As our Chair described, one of the biggest achievements of MC12 was the conclusion of the binding Agreement on Fisheries Subsidies, the first WTO Agreement with environmental sustainability at its core. This accomplishment has greatly energized our Members and has given them great confidence in multilateralism. And it has encouraged them to do more.

But the adoption of the Agreement did not bring an end to the WTO's work on fisheries.

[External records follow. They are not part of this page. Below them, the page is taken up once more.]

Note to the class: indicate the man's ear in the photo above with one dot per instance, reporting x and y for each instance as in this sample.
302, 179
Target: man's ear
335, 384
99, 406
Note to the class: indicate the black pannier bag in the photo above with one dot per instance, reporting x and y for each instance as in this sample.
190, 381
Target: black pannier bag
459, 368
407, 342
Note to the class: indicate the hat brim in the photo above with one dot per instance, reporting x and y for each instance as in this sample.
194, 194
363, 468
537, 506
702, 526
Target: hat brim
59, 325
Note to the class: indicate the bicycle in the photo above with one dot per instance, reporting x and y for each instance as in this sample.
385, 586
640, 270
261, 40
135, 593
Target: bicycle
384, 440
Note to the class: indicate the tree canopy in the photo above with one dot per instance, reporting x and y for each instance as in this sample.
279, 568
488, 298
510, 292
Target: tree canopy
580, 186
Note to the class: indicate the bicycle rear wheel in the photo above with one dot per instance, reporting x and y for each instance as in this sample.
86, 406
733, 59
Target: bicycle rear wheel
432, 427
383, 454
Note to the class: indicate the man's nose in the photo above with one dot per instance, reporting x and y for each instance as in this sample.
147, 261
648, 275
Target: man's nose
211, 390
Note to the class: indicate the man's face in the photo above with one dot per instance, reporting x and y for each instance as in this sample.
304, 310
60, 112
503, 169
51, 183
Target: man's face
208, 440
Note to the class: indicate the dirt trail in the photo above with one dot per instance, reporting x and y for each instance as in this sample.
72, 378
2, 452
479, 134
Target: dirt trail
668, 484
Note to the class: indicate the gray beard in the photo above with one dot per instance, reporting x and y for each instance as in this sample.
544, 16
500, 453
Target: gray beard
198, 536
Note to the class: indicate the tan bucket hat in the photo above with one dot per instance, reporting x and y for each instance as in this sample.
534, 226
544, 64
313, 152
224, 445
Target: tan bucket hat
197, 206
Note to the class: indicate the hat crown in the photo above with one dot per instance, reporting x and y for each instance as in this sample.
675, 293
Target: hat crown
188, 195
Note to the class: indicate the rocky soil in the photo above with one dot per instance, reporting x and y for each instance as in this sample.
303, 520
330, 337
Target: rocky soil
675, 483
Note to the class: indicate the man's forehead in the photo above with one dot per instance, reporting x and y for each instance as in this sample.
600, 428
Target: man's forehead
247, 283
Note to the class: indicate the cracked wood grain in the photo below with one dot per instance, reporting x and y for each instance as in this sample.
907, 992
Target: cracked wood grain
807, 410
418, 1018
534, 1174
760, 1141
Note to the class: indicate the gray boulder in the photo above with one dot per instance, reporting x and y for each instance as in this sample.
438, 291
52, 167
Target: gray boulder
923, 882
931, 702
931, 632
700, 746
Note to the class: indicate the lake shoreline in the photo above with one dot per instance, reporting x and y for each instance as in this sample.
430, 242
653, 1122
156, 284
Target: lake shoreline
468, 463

To the contrary, now that the Agreement is concluded, WTO Members are engaged in three parallel processes to carry the work forward.

First is accepting the new Agreement. To deliver its benefits for the ocean, the Agreement must enter into force, which requires two-thirds of WTO Members to deposit their instruments of acceptance with the WTO. Our goal is to see entry into force by MC13, scheduled for the end of February in Abu Dhabi. We have received nine instruments from nine Members who have already completed their domestic processes and submitted their instruments of acceptance: Switzerland, Singapore, Seychelles, United States, the UAE, Iceland, Canada, the EU, and Nigeria — that brings us to almost one third of the required number. Many other Members are well advanced in their acceptance processes, and we expect more deposits shortly.

My plea to all of you is to say “yes” to this Agreement so that it can start delivering its benefits for ocean sustainability as soon as possible. Translating this agreement into meaningful action is squarely in your hands. It is obvious here that agreement is important for coastal countries who rely on a vibrant fishing industry, whether large or small. And it is important for landlocked countries as well because they need a sustainable source of fish protein. Our Secretariat can provide assistance regarding the process and the simple document required. I urge you to take rapid action, for the sake of the fish and those who depend on it for their livelihoods.

The second effort underway relates to how the WTO will assist developing and least developed Members in implementing the new disciplines. In this regard, the Agreement provides for the establishment of a dedicated funding mechanism, in partnership with the FAO, to support implementation of the Agreement by such Members, once they have formally ratified the Agreement. The Fund is up and running, and we have already started to receive donations, with Japan, Germany and Canada being the first, and several others in the pipeline. This action demonstrates to developing and least-developed Members that they will receive the assistance they need to implement the Agreement — they will not be left behind.

The final of the three strands of ongoing work on fisheries is continuing negotiations to resolve the outstanding issues that could not be agreed at MC12, which include disciplining subsidies that contribute to overcapacity and overfishing, along with appropriate and effective special and differential treatment for developing and least-developed Members. Delegations in Geneva are already actively working on this second wave. In fact, a fish negotiating week is taking place in Geneva as I speak, with lots of energy and determination to conclude the second wave of negotiations by MC13.